En 1925, il salue la reconstruction juive en Palestine en des termes enflammés : « C’est un signe de notre invisible volonté de vivre qui, pendant deux mille ans, a survécu aux pires des persécutions. Notre jeunesse va continuer la lutte [24]. » Le sionisme lui apparaît comme une nécessité historique pour le peuple juif. La même année que la lettre adressée à Haïm Koffler, il affirme clairement à J. Dwossis traducteur des préfaces destinées à la traduction en hébreu des Leçons d’introduction à la psychanalyse (1915-1917), et de Totem et tabou : « J’ai eu beaucoup de sympathie pour le sionisme, et continue d’en avoir aujourd’hui. Depuis le début, il me semble lié à ces inquiétudes que la situation présente me semble justifier. Je préfèrerais me tromper » (dans une lettre du 15 décembre 1930) [25]. Si Freud se soucie de la situation en Palestine, convaincue qu’elle est, indéniablement, la conséquence de l’installation des juifs afin de créer leur État, s’il souhaite que l’on prenne en considération les injustices engendrées par l’immigration juive, il ne rejette pas pour autant le sionisme. Mais très vite, la persécution des juifs en Europe qui laisse présager un funeste destin le conduit à espérer la création d’un État juif. Il n’y a rien d’étonnant à ce qu’au moment de la montée du nazisme, il s’adresse à A. Zweig en ces termes : « En Palestine, vous avez au moins la sécurité personnelle et vos droits de l’homme. Et où iriez-vous [26]? » À Max Eitingon, qui vivait en Palestine et fonda en 1933 la Société psychanalytique de Palestine, Freud lui exprime son inquiétude au sujet des événements qui se déroulent alors en Palestine : « Nous suivons avec un grand sentiment de malaise les informations sur ce qui se passe en Terre Sainte [27]. »

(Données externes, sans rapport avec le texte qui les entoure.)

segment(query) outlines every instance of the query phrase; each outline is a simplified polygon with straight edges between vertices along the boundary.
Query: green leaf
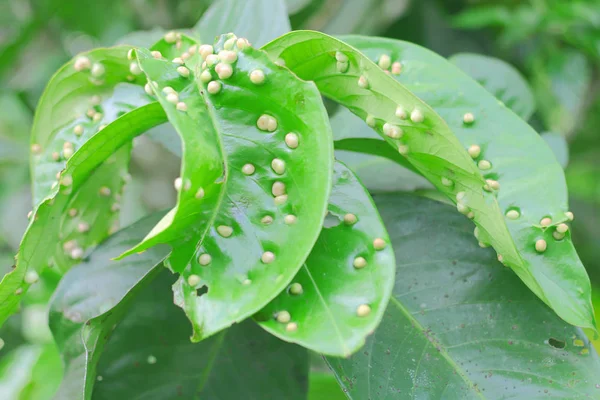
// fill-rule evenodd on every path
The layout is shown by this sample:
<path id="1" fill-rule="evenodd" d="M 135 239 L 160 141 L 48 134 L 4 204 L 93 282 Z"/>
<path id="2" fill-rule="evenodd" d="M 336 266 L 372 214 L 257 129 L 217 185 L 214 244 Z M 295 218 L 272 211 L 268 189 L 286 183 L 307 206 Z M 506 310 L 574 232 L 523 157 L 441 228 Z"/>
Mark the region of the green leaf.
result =
<path id="1" fill-rule="evenodd" d="M 560 164 L 563 169 L 567 168 L 569 164 L 569 145 L 563 135 L 559 135 L 554 132 L 544 132 L 541 134 L 542 139 L 548 144 L 548 147 L 552 149 L 556 161 Z"/>
<path id="2" fill-rule="evenodd" d="M 131 74 L 128 49 L 80 55 L 56 73 L 40 100 L 31 146 L 36 208 L 16 268 L 0 283 L 0 324 L 29 287 L 30 267 L 62 274 L 115 229 L 131 139 L 165 121 L 140 86 L 145 80 Z"/>
<path id="3" fill-rule="evenodd" d="M 347 397 L 331 373 L 311 372 L 308 384 L 308 400 L 346 400 Z"/>
<path id="4" fill-rule="evenodd" d="M 292 32 L 265 50 L 282 58 L 300 78 L 314 80 L 324 95 L 369 120 L 388 144 L 457 202 L 459 211 L 473 218 L 482 246 L 492 245 L 503 263 L 565 321 L 594 328 L 589 278 L 570 233 L 556 231 L 559 225 L 561 230 L 567 227 L 561 224 L 570 218 L 564 174 L 540 136 L 428 50 L 388 39 L 345 40 L 366 56 L 317 32 Z M 400 83 L 369 58 L 385 67 L 400 63 L 391 65 L 392 75 L 400 73 Z M 463 122 L 468 113 L 473 122 Z M 471 145 L 479 146 L 473 158 L 465 151 Z M 496 185 L 502 189 L 494 189 Z M 517 218 L 507 213 L 517 213 Z M 542 226 L 545 218 L 551 218 L 548 226 Z"/>
<path id="5" fill-rule="evenodd" d="M 0 398 L 50 400 L 61 377 L 54 344 L 23 344 L 0 359 Z"/>
<path id="6" fill-rule="evenodd" d="M 176 302 L 196 341 L 251 316 L 287 286 L 317 239 L 331 187 L 331 132 L 319 92 L 231 35 L 216 51 L 231 41 L 244 48 L 229 53 L 237 59 L 233 75 L 217 80 L 211 66 L 202 72 L 210 84 L 138 53 L 181 136 L 183 158 L 177 206 L 126 254 L 173 246 L 168 264 L 182 275 Z M 192 53 L 190 66 L 198 63 Z M 257 69 L 263 84 L 250 81 Z M 206 88 L 217 84 L 217 93 Z M 167 86 L 187 111 L 167 100 Z"/>
<path id="7" fill-rule="evenodd" d="M 396 253 L 393 298 L 363 351 L 327 358 L 351 399 L 597 398 L 600 360 L 452 208 L 376 198 Z"/>
<path id="8" fill-rule="evenodd" d="M 289 32 L 285 0 L 215 0 L 194 28 L 205 42 L 233 32 L 259 47 Z"/>
<path id="9" fill-rule="evenodd" d="M 460 53 L 448 60 L 475 79 L 488 92 L 524 120 L 535 111 L 535 100 L 527 81 L 512 65 L 480 54 Z"/>
<path id="10" fill-rule="evenodd" d="M 171 302 L 167 271 L 135 299 L 98 365 L 92 398 L 306 399 L 308 354 L 251 321 L 201 343 Z"/>
<path id="11" fill-rule="evenodd" d="M 292 283 L 255 318 L 283 340 L 347 357 L 381 321 L 395 261 L 373 200 L 339 162 L 328 209 L 319 239 Z"/>
<path id="12" fill-rule="evenodd" d="M 163 213 L 110 236 L 61 280 L 50 305 L 50 327 L 65 364 L 57 397 L 90 399 L 96 365 L 114 325 L 161 270 L 167 246 L 113 261 L 156 224 Z"/>
<path id="13" fill-rule="evenodd" d="M 565 135 L 572 133 L 583 117 L 592 70 L 584 54 L 555 49 L 538 57 L 531 66 L 533 90 L 546 128 Z"/>

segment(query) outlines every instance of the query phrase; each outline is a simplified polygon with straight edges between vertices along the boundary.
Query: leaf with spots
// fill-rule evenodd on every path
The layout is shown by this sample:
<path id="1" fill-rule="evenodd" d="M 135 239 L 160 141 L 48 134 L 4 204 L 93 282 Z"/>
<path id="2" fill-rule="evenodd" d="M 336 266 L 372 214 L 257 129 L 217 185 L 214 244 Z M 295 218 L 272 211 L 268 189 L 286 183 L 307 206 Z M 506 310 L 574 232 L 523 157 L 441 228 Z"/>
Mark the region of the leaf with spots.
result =
<path id="1" fill-rule="evenodd" d="M 381 321 L 395 261 L 373 200 L 339 162 L 328 211 L 319 239 L 292 283 L 255 319 L 283 340 L 347 357 Z"/>
<path id="2" fill-rule="evenodd" d="M 161 217 L 154 214 L 112 235 L 58 285 L 49 317 L 65 365 L 57 398 L 91 398 L 96 366 L 115 324 L 160 273 L 169 249 L 157 246 L 125 260 L 112 259 L 143 238 Z"/>
<path id="3" fill-rule="evenodd" d="M 598 398 L 600 359 L 585 334 L 479 248 L 467 220 L 411 195 L 375 200 L 395 287 L 363 349 L 327 357 L 349 398 Z"/>
<path id="4" fill-rule="evenodd" d="M 35 208 L 16 268 L 0 283 L 0 324 L 38 274 L 49 267 L 50 274 L 64 273 L 114 229 L 131 139 L 165 120 L 149 103 L 142 77 L 132 75 L 139 71 L 128 49 L 80 55 L 55 74 L 40 100 L 31 139 Z"/>
<path id="5" fill-rule="evenodd" d="M 564 174 L 540 136 L 428 50 L 389 39 L 345 40 L 292 32 L 265 51 L 376 129 L 561 318 L 595 328 L 589 278 L 568 232 Z"/>
<path id="6" fill-rule="evenodd" d="M 92 399 L 306 399 L 306 349 L 250 320 L 191 343 L 190 323 L 172 302 L 172 278 L 163 271 L 117 325 Z"/>
<path id="7" fill-rule="evenodd" d="M 527 81 L 512 65 L 481 54 L 459 53 L 448 59 L 475 79 L 504 105 L 527 121 L 535 111 L 535 99 Z"/>
<path id="8" fill-rule="evenodd" d="M 333 149 L 312 83 L 232 35 L 217 54 L 196 49 L 186 65 L 199 51 L 208 68 L 138 52 L 183 157 L 176 207 L 125 255 L 173 247 L 176 302 L 198 341 L 260 310 L 302 266 L 325 215 Z"/>

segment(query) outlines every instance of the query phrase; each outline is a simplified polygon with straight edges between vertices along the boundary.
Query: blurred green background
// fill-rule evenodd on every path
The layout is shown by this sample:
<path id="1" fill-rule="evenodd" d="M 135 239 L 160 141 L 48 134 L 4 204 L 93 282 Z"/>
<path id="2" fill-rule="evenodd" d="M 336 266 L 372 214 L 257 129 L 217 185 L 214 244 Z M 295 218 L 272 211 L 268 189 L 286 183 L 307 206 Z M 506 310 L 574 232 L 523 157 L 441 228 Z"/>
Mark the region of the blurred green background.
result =
<path id="1" fill-rule="evenodd" d="M 29 132 L 36 104 L 54 71 L 94 47 L 151 43 L 167 29 L 192 29 L 211 2 L 0 2 L 0 272 L 13 264 L 27 224 Z M 479 53 L 516 67 L 529 83 L 536 104 L 530 124 L 540 133 L 555 134 L 553 142 L 563 152 L 561 162 L 568 163 L 573 240 L 595 287 L 600 288 L 600 0 L 286 2 L 293 29 L 386 36 L 443 56 Z M 170 150 L 152 140 L 169 134 L 169 127 L 163 126 L 136 139 L 122 225 L 174 203 L 177 140 Z M 355 165 L 361 162 L 354 154 L 343 156 L 354 158 L 350 163 Z M 363 174 L 378 175 L 373 172 L 377 167 L 361 168 Z M 407 176 L 393 189 L 422 187 L 428 186 Z M 44 310 L 27 308 L 31 318 L 12 320 L 13 325 L 21 325 L 15 330 L 22 331 L 15 334 L 21 339 L 13 344 L 47 340 L 47 330 L 38 329 L 44 324 Z"/>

Quelque temps plus tard, le même souci de trouver pour les juifs un lieu à l’abri des persécutions le préoccupe. A. Zweig établi en Palestine, il écrit : « Il y a un autre gouvernement ici, mais le peuple est le même, applaudissement à l’antisémitisme en accord total avec les frères du Reich. On nous serre de plus en plus la gorge, même si on ne nous étrangle pas. La Palestine fait au moins partie de l’empire britannique, ce n’est pas à négliger » (lettre du du 20/12/1937) [28]. Son adhésion sioniste trouve sa véritable raison d’être dans sa croyance en la nécessité que les juifs construisent un état où ils puissent vivre sans être persécutés et être libres de revendiquer leur identité. Tel apparaît le projet freudien.
 
S’engager sans engagement actif
 
 
Bien que Freud se soit toujours refusé à s’engager politiquement, il adhéra volontiers à des organisations juives, culturelles comme le B’nai b’rith [29] ou sionistes comme la Kadimah ou Keren Hayesod. C’est probablement pour le mouvement sioniste que son engagement politique est le plus abouti [30].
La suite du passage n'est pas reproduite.